In Hooksiel entsteht nun ein neues Strandbad, das den Bereich der Strandhäuser 1 und 2 umfasst. Die Kassenhäuschen werden versetzt, sie stehen künftig hinter dem Deichsicherungsweg – der bleibt frei und kostenlos. Das war eine Vorgabe des Bundesverfassungsgerichts. Frei zugänglich ist dann auch der bisherige FFK-Strand mit Strandhaus 3 und der Hundestrand.
Auch in Horumersiel und Schillig entstehen Strandbäder mit Badeaufsicht.

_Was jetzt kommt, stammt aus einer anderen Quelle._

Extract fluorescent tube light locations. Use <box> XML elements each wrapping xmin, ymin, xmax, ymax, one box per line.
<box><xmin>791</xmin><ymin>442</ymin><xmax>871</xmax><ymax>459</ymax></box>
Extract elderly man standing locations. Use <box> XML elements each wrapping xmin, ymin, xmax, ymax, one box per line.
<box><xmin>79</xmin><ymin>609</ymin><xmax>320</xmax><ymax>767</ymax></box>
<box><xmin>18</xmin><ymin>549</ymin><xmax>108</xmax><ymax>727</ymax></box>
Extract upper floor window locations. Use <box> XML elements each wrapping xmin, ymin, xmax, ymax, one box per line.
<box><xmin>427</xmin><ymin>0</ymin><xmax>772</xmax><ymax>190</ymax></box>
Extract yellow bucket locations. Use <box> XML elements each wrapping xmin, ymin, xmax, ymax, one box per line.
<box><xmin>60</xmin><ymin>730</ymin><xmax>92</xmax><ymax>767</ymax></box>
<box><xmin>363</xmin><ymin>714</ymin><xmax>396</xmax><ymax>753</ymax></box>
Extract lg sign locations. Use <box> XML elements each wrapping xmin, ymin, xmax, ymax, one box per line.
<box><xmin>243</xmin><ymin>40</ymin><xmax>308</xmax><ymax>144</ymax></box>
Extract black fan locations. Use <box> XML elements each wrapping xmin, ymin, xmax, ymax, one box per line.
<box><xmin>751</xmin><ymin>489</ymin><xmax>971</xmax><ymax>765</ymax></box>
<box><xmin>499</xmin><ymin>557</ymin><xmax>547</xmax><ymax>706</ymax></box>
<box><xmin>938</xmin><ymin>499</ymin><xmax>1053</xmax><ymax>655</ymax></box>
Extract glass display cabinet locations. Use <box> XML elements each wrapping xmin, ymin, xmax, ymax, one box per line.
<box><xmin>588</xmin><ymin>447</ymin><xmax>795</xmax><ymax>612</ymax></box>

Gemeinde und WTG sind sich sicher, dass sie damit die strengen Vorgaben aus dem Urteil des Bundesverfassungsgerichts erfüllen. „Wir haben keine Zweifel an der Rechtssicherheit dieses Ergebnisses“, betonte Kanning. Das sei im Vorfeld eingehend juristisch geprüft worden.
Janto Just sieht zumindest in Hooksiel die formalen Voraussetzungen weitestgehend als erfüllt an, in Horumersiel und Schillig sieht er hingegen noch Nachbesserungsbedarf: „In Schillig hat sich die Situation nicht verbessert, weil weiterhin Parkgebühren erhoben werden“, betont er im Gespräch mit der NWZ.
Nein, kreativ ist die Lösung der Gemeinde Wangerland und der Wangerland Touristik nun wirklich nicht. Nachdem Aktivist Janto Just in einem aufsehenerregenden Prozess erstritten hatte, dass die Strände in Schillig, Horumersiel und Hooksiel als Landschaftsbestandteil frei zugänglich sein müssen und kein Eintrittsgeld erhoben werden darf, hatte die Nordsee-Kommune die Zugänge geöffnet. Nun sollen bewirtschaftete Teilbereiche wieder abgegrenzt und kostenpflichtig werden. Also neue Kontrollen – und wenig Sympathiepunkte.
Die Logik der Gemeinde: Die Bewirtschaftung, Pflege und Bewachung der Strände kostet Geld – und das muss wieder eingespielt werden. Sie definiert jetzt Bereiche, in denen es Toilette, Kiosk und Wachstation gibt und kassiert dort Eintrittsgeld. Andere Strandbereiche ohne Service bleiben frei zugänglich.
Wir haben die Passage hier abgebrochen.